GC is stop&copy which as a side effect compacts each of those arrays and improves locality. I think most lists should end up having their CDRs next to each other in memory making iteration very cache friendly. But I didn't verify any performance qualities, beyond making it efficient enough for basic use.

It also has delimited continuation control, compiles to WebAssembly, and hooks promises into the continuation system, among some other pretty cool features!
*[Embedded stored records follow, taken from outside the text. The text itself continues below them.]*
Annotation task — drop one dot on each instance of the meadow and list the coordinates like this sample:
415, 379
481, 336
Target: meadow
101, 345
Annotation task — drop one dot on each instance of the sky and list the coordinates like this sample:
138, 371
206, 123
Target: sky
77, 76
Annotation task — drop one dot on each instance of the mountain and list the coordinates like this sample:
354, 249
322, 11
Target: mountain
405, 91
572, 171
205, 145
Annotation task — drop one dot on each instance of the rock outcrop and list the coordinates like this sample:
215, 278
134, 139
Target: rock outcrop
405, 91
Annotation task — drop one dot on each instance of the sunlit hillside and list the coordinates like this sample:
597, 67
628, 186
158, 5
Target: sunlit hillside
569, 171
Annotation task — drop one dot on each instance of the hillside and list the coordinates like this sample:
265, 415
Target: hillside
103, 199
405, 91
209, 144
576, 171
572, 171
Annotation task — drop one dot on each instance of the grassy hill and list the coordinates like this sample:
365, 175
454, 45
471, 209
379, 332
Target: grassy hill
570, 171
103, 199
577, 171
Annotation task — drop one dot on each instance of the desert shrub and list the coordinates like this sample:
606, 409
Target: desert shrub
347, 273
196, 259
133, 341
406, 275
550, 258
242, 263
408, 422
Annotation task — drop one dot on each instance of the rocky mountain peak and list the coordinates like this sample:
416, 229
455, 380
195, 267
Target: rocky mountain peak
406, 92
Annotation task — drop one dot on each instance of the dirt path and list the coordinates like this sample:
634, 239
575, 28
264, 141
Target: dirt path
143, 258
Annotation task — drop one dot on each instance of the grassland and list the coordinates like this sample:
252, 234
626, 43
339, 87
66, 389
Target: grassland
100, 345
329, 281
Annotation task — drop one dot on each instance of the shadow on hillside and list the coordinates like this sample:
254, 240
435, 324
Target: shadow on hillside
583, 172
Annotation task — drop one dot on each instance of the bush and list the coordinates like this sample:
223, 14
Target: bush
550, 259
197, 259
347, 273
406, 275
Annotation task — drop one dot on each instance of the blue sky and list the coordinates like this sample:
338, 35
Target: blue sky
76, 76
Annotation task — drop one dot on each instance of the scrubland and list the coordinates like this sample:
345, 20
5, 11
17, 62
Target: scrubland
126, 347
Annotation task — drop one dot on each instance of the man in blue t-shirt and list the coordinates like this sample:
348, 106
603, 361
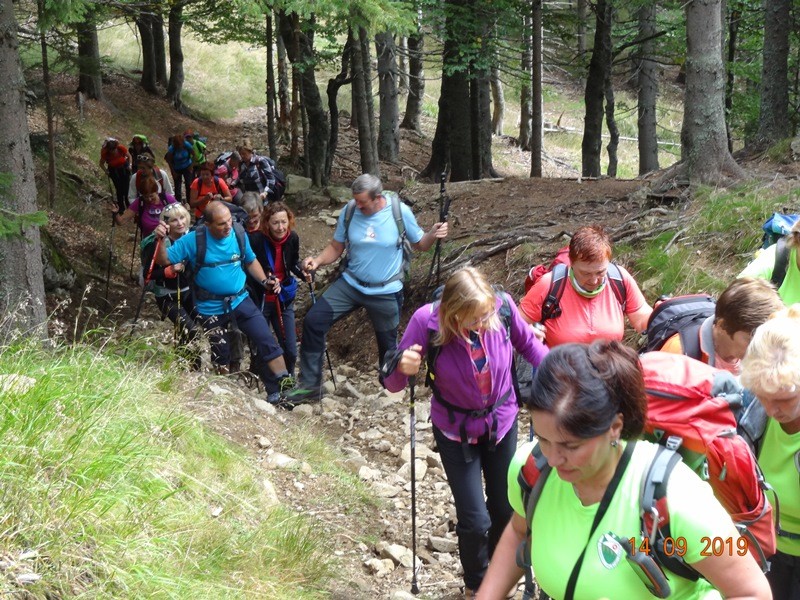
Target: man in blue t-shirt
373, 277
221, 297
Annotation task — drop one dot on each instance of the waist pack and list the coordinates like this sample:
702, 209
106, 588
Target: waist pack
692, 408
682, 315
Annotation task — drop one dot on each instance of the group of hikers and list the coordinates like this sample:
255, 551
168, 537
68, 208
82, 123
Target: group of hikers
592, 533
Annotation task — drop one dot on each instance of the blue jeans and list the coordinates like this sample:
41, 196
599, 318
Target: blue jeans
480, 522
253, 324
338, 301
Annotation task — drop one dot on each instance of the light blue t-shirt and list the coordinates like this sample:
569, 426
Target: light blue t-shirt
374, 255
224, 280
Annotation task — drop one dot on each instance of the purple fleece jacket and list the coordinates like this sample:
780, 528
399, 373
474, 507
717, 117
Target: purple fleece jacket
455, 370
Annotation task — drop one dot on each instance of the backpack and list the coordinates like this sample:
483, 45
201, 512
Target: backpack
683, 315
693, 408
692, 411
430, 377
402, 241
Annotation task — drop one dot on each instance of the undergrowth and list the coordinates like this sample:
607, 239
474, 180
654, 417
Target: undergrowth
111, 491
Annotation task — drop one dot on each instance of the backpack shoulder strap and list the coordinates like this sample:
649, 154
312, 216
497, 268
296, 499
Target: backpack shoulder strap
617, 282
551, 307
782, 251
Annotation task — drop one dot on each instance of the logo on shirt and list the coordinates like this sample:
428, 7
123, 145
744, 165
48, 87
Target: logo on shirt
609, 550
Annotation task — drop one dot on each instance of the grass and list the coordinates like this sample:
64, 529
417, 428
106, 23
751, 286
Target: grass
112, 490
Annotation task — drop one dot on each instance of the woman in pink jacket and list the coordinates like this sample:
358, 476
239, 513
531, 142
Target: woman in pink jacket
469, 338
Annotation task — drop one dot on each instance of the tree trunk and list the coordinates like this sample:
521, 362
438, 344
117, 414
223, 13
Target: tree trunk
525, 106
595, 91
704, 145
144, 23
773, 120
176, 76
416, 82
90, 80
369, 159
284, 104
333, 108
48, 104
537, 112
159, 47
389, 119
647, 92
402, 65
318, 126
21, 280
498, 98
272, 136
366, 57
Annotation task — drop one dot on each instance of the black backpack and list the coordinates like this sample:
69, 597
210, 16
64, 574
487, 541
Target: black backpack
683, 315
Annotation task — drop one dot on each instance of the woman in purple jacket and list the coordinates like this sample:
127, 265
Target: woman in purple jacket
469, 338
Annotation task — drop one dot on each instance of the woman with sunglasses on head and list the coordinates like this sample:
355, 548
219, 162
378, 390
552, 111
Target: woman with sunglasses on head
771, 370
171, 285
469, 338
588, 408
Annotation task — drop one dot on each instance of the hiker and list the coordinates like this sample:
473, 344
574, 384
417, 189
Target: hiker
372, 277
724, 336
256, 173
179, 159
771, 369
146, 167
588, 410
139, 145
171, 284
277, 247
473, 332
116, 164
147, 208
205, 188
219, 289
593, 302
766, 266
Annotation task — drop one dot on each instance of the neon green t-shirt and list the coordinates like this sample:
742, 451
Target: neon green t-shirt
561, 526
776, 459
762, 267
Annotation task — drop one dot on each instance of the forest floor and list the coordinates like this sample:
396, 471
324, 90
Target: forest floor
503, 226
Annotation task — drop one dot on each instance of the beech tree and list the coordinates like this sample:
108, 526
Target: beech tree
21, 280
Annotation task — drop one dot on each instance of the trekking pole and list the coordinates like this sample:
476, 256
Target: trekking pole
327, 354
110, 253
444, 208
413, 435
144, 287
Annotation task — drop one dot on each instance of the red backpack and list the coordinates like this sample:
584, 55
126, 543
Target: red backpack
692, 408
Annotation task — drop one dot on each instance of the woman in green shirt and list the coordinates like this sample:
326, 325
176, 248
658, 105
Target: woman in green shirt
771, 369
588, 409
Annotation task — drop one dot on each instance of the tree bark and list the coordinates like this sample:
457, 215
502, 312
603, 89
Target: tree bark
90, 80
389, 119
647, 79
416, 82
48, 104
272, 136
318, 126
537, 112
369, 158
525, 106
773, 121
499, 101
176, 75
159, 47
144, 23
595, 91
284, 103
21, 280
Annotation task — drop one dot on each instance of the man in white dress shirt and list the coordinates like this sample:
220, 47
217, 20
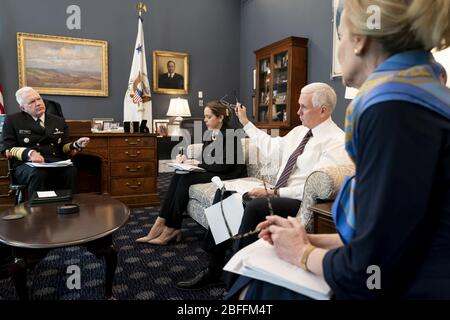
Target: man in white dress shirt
315, 144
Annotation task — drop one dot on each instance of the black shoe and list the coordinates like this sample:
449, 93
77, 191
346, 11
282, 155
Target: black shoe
204, 279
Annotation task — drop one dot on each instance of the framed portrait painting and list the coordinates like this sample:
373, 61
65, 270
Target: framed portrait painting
63, 65
170, 72
337, 12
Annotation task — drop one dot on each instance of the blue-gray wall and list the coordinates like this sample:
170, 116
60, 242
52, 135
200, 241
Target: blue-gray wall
266, 21
208, 30
219, 35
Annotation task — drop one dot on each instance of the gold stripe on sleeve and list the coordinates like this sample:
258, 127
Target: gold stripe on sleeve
66, 147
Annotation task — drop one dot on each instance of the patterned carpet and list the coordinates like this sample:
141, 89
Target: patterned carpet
144, 271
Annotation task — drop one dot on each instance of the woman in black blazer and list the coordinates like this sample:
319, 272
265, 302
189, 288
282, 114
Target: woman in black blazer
216, 163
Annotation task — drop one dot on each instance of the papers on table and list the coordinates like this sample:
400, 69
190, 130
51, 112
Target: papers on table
185, 167
234, 211
242, 186
57, 164
39, 197
259, 261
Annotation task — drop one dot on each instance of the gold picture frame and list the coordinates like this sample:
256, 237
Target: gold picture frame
162, 83
63, 65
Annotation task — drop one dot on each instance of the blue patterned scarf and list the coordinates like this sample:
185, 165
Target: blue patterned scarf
408, 76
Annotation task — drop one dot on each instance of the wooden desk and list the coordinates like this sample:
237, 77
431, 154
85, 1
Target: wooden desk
42, 229
128, 166
323, 221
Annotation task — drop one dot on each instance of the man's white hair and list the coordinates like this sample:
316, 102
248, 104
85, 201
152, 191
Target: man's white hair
21, 93
323, 95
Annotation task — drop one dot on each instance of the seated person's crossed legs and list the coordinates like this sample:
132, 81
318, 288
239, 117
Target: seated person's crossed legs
39, 179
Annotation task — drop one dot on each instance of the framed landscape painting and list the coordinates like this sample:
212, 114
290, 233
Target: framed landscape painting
62, 65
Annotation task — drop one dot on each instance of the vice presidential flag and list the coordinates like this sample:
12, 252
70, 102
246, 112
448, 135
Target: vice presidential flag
137, 103
2, 104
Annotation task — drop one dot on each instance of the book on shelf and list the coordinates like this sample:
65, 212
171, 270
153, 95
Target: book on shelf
260, 261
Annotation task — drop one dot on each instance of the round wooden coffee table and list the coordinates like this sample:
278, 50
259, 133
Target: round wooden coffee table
42, 229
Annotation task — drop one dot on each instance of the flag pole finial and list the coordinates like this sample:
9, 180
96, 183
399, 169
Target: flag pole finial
141, 7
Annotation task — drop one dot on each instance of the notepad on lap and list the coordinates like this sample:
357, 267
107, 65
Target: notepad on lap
259, 261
replies(3): >>42176308 #>>42176372 #>>42176767 #
6. mbrock ◴[] No.42176308[source]
Oh yeah, continuation pointers also have their own array like every other field kind, which should have similar benefits as list traversal but for continuation copying... It's a really interesting design area, I think. Zig makes it easy!
replies(1): >>42176386 #
7. aapoalas ◴[] No.42176372[source]
Well I'll be damned! That sounds very much like what I want Nova to eventually be :) We don't have fields split apart at present, mostly because Rust doesn't make that quite as easy as I would want to. Otherwise it sounds like it's very much all the same, in a good way.

I'll definitely be taking a look at wisp, thank you very much for the link! If you ever have the time, I'd love seeing a comparison of this sort of engine design against a more traditional one.

Sorry, what is "CDR" in this context though?

replies(1): >>42176472 #
8. aapoalas ◴[] No.42176386{3}[source]
Yeah, I'm quite envious of the MultiArrayList or whatever it was that Zig has: If only Rust had that sort of a type built-in <3
replies(1): >>42176557 #
9. mbrock ◴[] No.42176472{3}[source]
Quick reply to the cdr thing: car/cdr are old Lisp names for the head/tail fields of linked list cells! :)
replies(1): >>42176599 #
10. mbrock ◴[] No.42176557{4}[source]
That's how I got interested in this kind of memory layout in the first place. I wanted a nice Lisp for WebAssembly and had recently gotten into Zig. When I started defining the word structure I remembered Andy Kelley's talk about using data-oriented design to make the Zig compiler fast, so I thought I'd try it, and the more I thought about it the more reasonable it seemed.

There are like a dozen object types with different growing multiarrays. Words are 32 bit with 1 for GC state and 27 for index and the rest are the type tag. Ints are 28 bits. Byte arrays have their own heap too, as well as general 32 bit vectors.

11. aapoalas ◴[] No.42176599{4}[source]
Ah, of course!
12. liontwist ◴[] No.42176767[source]
Yes. the right thing to do is to treat a list as a general case and other uses of cons as special case
replies(1): >>42177938 #
13. codr7 ◴[] No.42177938{3}[source]
I've flipped that idea around in a few of my own language designs, where pairs are the central feature and lists are just pairs with pair cdrs. Works fine from what I can see.
replies(1): >>42178815 #
14. liontwist ◴[] No.42178815{4}[source]
Yes pairs is the 1980s lisp design, but it’s not good for modern caches. Both obviously work.